Consider a set $E$. The theory of $E$-exceptions is an algebraic theory given by:
- for every $e \in E$ a nullary operation symbol $\mathsf{raise}_e$
- no equations.
Given a set $X$, we may consider the free algebra $A$ for the theory of $E$-exceptions, with generators from $X$. The algebra $A$ contains everything that we can generate from the generators and the operation symbols. Since our operation symbols are nullary (do not take any arguments), $A$ will contain precisely the generators $X$ and, for each $e \in E$, the operation symbol $\mathsf{raise}_e$. (There are no equations, so we need not quotient at all.) It is not surprising that we would write "$X + E$" for $A$.
In general, an algebra for the theory of $E$-exceptions is given by:
- a carrier set $C$
- for every $e \in E$, an element $r_e \in C$ which interprets the nullary operation $\mathsf{raise}_e$.
A particulary strange way to create an algebra is to take
$$C = X + E$$
and for each $e \in E$ an element $x_e \in C$. This seems strange only untilwe notice that such an algebra is precisely the same thing as an exception handler. Think of $C$ as the set of "computations" that may either return a "final result" from $X$, or raise an exception from $E$. An exception handler takes an element $c \in C$ and explains how to replace each exception $\mathsf{raise}_e$ with another computation $x_e \in C$ (note: an exception handler may re-raise exceptions, which is why $x_e \in C$ instead of just $x_e \in X$).
$\newcommand{\raise}[1]{\mathsf{raise}_{#1}}$
Supplemental: Perhaps a concrete example will help. A model is given by a set $C$ and a mapping of the constant symbols $\raise{e}$ to elements of $C$.

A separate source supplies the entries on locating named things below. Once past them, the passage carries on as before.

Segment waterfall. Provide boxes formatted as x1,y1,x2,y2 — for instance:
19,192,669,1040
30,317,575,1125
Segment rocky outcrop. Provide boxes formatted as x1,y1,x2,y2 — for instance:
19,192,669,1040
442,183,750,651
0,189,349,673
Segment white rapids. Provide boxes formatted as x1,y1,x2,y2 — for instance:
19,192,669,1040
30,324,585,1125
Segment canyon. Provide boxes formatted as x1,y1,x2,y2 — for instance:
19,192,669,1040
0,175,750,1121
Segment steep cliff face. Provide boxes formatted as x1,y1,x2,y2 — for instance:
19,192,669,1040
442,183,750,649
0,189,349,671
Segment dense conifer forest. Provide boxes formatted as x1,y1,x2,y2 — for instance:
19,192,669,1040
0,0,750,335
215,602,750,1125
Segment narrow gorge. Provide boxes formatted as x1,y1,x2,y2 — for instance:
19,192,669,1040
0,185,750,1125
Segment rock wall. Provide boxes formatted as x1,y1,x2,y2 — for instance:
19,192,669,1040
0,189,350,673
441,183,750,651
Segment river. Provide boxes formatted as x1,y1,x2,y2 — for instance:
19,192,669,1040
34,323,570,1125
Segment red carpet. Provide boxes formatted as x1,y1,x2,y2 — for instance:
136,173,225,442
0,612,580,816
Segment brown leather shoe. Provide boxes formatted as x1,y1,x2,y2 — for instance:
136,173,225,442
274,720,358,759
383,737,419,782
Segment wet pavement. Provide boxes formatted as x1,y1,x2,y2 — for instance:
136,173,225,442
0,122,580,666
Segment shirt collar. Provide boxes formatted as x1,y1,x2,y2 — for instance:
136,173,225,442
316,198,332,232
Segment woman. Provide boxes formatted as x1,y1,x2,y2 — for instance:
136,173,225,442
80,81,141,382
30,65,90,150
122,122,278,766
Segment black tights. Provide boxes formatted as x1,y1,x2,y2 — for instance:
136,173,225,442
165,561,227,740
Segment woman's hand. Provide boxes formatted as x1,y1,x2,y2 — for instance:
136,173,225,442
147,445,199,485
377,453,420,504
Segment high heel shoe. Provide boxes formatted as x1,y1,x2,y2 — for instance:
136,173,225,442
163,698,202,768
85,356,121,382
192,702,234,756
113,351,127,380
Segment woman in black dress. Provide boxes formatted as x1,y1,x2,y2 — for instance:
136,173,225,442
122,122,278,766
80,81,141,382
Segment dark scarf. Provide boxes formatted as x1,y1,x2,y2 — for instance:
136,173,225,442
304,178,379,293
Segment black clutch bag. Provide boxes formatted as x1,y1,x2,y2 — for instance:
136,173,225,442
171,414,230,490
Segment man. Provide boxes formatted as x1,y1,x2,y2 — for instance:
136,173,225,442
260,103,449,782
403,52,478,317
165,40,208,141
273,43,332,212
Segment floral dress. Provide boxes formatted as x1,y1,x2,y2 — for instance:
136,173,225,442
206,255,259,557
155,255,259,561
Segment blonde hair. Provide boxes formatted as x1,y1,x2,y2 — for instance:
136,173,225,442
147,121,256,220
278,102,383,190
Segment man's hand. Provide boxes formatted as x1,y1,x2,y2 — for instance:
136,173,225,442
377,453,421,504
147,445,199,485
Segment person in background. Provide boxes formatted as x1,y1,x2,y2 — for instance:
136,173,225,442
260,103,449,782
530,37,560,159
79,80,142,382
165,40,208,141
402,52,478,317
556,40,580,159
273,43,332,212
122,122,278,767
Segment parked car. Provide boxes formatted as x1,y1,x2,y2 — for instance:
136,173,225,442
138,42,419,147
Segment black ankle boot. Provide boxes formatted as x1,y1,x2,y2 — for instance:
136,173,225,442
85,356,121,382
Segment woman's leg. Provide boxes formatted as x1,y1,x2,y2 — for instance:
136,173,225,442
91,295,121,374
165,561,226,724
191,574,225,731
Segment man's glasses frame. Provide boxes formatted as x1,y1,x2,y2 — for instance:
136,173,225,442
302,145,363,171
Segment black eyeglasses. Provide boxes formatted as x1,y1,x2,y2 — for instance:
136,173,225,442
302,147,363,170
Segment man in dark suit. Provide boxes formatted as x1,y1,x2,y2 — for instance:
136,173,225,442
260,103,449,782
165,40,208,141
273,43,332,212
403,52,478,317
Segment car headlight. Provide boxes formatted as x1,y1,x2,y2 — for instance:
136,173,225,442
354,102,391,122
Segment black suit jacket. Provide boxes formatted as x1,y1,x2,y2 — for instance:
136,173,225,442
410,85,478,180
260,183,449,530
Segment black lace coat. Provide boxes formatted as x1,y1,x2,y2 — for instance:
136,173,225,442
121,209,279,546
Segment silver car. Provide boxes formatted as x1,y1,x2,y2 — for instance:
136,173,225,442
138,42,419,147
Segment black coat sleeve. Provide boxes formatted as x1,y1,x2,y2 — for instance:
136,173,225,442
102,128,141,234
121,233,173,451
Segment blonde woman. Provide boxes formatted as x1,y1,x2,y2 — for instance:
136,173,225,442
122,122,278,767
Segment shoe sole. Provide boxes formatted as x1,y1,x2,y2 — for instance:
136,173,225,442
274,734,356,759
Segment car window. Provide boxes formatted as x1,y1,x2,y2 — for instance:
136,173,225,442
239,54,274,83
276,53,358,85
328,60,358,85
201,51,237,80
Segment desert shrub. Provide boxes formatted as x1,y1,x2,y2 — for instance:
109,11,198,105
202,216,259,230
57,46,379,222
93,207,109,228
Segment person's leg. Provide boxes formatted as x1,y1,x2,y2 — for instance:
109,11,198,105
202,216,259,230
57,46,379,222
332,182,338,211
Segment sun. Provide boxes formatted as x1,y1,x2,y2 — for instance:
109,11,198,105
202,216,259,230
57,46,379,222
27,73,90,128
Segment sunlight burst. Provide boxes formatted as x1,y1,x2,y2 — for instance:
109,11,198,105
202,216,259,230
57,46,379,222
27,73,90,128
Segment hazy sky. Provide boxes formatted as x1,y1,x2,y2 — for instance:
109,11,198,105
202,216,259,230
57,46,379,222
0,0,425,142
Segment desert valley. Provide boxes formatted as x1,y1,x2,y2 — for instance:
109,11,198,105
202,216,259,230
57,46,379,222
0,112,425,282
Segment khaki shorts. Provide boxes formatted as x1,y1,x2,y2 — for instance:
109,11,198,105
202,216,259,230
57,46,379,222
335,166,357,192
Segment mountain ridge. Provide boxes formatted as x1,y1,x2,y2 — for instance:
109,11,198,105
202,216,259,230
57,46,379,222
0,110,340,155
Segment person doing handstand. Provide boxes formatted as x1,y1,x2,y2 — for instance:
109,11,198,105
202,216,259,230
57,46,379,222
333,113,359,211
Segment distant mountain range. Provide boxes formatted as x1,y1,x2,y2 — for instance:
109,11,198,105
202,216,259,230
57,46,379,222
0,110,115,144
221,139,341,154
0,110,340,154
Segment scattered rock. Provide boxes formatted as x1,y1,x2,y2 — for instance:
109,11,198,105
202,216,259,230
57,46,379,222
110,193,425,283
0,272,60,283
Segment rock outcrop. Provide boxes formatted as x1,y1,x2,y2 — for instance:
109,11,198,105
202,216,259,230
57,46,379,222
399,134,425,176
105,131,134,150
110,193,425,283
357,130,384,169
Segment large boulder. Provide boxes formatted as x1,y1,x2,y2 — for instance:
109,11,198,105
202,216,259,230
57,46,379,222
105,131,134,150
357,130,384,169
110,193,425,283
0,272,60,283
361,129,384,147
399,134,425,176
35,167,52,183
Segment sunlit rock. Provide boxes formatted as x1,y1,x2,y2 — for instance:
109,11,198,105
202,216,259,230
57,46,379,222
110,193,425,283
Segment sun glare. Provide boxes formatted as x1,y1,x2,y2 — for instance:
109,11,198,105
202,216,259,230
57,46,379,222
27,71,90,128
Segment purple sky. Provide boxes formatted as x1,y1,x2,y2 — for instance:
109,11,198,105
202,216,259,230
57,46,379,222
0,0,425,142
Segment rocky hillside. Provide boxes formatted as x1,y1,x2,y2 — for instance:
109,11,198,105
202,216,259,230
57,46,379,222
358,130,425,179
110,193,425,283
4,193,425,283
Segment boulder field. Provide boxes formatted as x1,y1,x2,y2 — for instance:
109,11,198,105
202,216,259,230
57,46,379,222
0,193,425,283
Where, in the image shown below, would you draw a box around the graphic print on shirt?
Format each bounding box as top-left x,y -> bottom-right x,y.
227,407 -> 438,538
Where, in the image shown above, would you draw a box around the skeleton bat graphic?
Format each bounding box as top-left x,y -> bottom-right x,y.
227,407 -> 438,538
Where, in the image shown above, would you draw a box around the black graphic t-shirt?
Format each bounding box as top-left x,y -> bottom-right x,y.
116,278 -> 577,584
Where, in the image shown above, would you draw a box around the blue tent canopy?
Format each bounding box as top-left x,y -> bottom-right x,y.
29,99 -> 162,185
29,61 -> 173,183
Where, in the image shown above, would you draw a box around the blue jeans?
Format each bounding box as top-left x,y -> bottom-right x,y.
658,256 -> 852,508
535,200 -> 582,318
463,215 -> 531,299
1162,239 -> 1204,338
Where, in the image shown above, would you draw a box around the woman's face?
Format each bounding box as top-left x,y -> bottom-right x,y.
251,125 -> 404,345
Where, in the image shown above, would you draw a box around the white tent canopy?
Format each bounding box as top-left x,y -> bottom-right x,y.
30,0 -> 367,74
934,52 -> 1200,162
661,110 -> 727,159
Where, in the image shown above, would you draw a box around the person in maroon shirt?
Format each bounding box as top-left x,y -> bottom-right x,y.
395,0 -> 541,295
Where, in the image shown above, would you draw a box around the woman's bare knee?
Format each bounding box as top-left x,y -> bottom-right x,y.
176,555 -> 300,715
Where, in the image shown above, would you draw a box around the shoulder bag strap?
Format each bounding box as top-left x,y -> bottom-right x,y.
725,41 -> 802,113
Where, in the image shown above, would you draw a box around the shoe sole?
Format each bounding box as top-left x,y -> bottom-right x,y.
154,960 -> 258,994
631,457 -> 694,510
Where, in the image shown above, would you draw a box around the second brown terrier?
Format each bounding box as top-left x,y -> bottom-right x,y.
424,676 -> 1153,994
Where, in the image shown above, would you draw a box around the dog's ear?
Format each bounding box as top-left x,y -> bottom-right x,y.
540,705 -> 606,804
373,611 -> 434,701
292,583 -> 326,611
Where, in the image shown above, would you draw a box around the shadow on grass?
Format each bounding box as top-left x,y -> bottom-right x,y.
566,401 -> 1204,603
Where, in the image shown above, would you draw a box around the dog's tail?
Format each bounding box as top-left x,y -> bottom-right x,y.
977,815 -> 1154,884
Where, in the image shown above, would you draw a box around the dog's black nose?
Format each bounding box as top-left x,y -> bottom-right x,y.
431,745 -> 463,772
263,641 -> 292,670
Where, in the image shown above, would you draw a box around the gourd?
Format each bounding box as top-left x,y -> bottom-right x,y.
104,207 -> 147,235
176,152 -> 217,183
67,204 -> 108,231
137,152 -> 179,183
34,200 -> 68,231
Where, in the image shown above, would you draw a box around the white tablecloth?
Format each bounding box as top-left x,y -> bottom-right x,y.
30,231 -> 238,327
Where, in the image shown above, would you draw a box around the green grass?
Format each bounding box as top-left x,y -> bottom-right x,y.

Let us take $E = \{a,b\}$ and $X = \{u, v, w\}$. Then the free model is given by the carrier
$$X + E = \{u, v, w, \raise{a}, \raise{b}\}$$
together with the mapping
$$\raise{a} \mapsto \raise{a}, \quad \raise{b} \mapsto \raise{b}.$$
The model $\overline{X + E}$ is not fixed, it depends on the mapping $x : E \to X + E$. For example, if we take $x_a = u$ and $x_b = \raise{a}$ then we get the model $\overline{X + E}$ whose carrier is $X + E$ and
$$\raise{a} \mapsto u, \quad \raise{b} \mapsto \raise{a}.$$
Another possibility for $\overline{X + E}$ is to take $x(a) = \raise{b}$ and $(b) = \raise{a}$. This will not be the same as the free model because it exchanges the meaning of $\raise{a}$ and $\raise{b}$. If we take $x(a) = \raise{a}$ and $x(b) = \raise{b}$ then $\overline{X + E}$ is equal to the free model.